爽太が、入院中の亜梨明の病室に見舞いに来た日の会話の中にあった。
亜梨明はあの日から、いつか爽太に彼の好物のたまごサンドを作ってあげたいと、ずっと願っていたのだった。
「でも、主食が被っちゃうし……今回はいいよ」
爽太が遠慮して言うと、「ちょっとずつなら両方作れるよ」と、緑依風が言った。
「たまごサンド美味しいし、簡単だし。……うん、じゃあこれでいいかな?おにぎりの具に、梅とか昆布入れても平気?」
緑依風が確認すると、星華は梅干し嫌いだったが、あとは全員食べれるとのことだったので、これで一通り決まった。
お菓子や飲み物は、男子達が買って来てくれると言うので、これで役割分担も終わった。
*
――放課後。
今日は女子バレー部の活動日なので、爽太が亜梨明を家まで送ってくれる日だった。
別方向に家がある緑依風と風麻に「バイバイ」と手を振り、二人は緩やかな坂道を登り始める。
学校から出ても、爽太はマスクを外さない。
亜梨明も、せっかく彼にもらったのに、自分だけ外すことはできなくて、息苦しさと湿り気の不快感を我慢しながら、付けたままにしていた。

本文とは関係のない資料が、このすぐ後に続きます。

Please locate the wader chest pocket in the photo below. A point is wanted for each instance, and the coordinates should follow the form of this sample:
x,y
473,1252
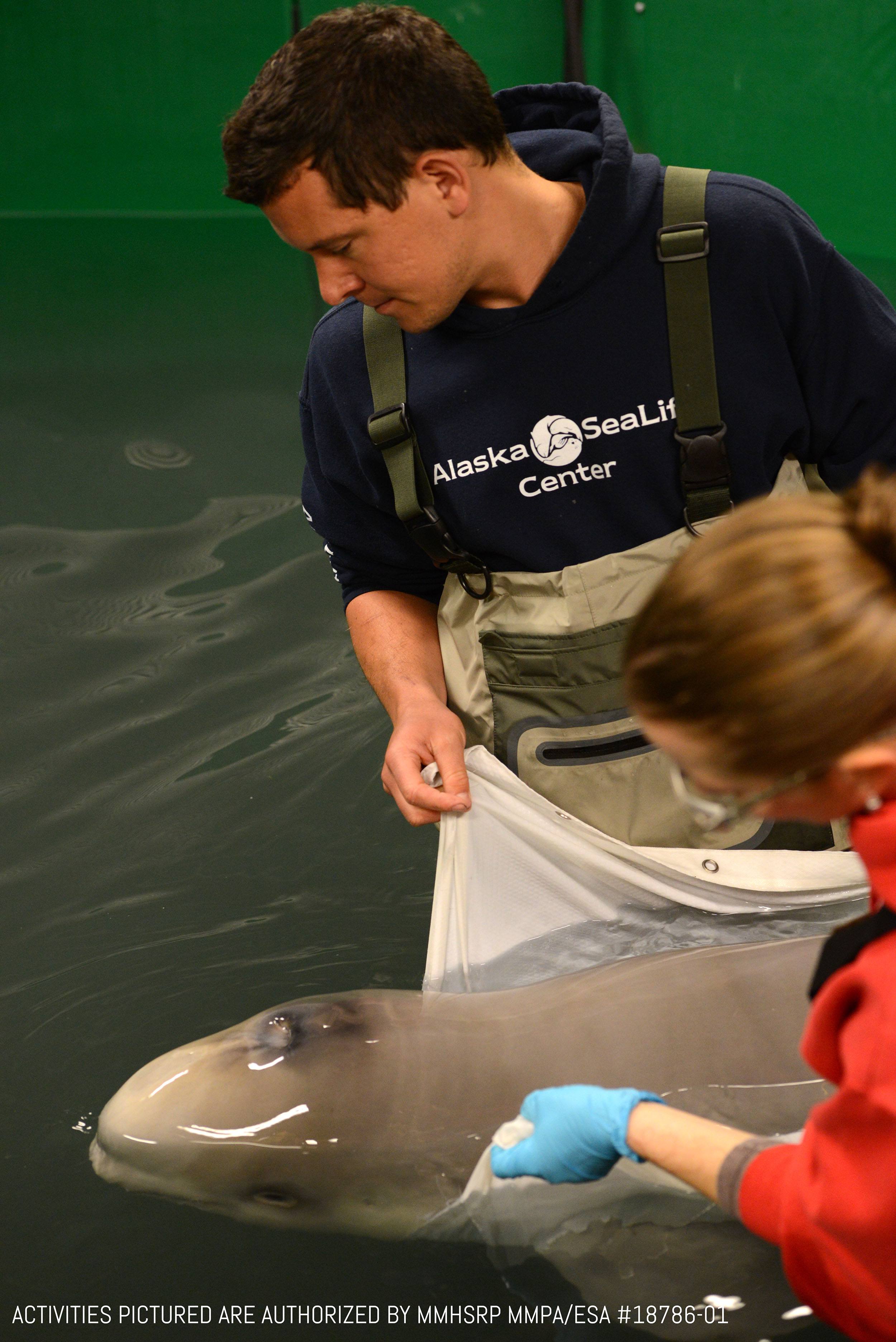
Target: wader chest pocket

「――それにしても、さっきは驚いたよ。まさかあの会話だけで、僕の好物覚えててくれてたとは思わなかった!」
亜梨明の横を歩く爽太が、マスクの下で「あはは」と笑いながら言った。
「ご、ごめん……!気持ち悪かった?」
爽太に引かれたのではと不安に思った亜梨明は、そっと爽太の顔を見上げるが、そんな亜梨明のハラハラした気持ちなど知らない爽太は、「なんで?嬉しいよ?」と、キョトンとした目を亜梨明に向けた。
「よかったぁ……」
亜梨明はホッとした気持ちを声に出し、胸元を押さえた。
「僕も亜梨明の好物知ってるよ。確か、紅茶のお菓子が好きなんだよね?」
「え?」
亜梨明がピタリと足を止めると、爽太も止まって「当たってる?」と聞いた。
「うん、覚えててくれたの!?」
「もちろん。最初は紅茶のドーナツが好きって言ってて、でもその後もお菓子を食べる時は、いつも紅茶系のお菓子を選んで食べてたから、亜梨明は紅茶のお菓子全般が好きなんだろうなって、思ったんだ」
「…………!!」
マスクの中の亜梨明の顔は、一気に熱くなり、嬉しさに目が潤む。
「嫌な気分になった?」
「ううん、ぜんっぜん!!すっごく嬉しいよ!!」
亜梨明が首をブンブン振りながら言うと、爽太はまた「ははっ」と、声を出して笑った。
亜梨明自身は、あの時自分が好きな物を言った記憶はおぼろげで、それよりも爽太のことで頭がいっぱいいっぱいだったのだが、爽太はその日以降も、亜梨明が好きな食べ物に気付き、知ってくれていた。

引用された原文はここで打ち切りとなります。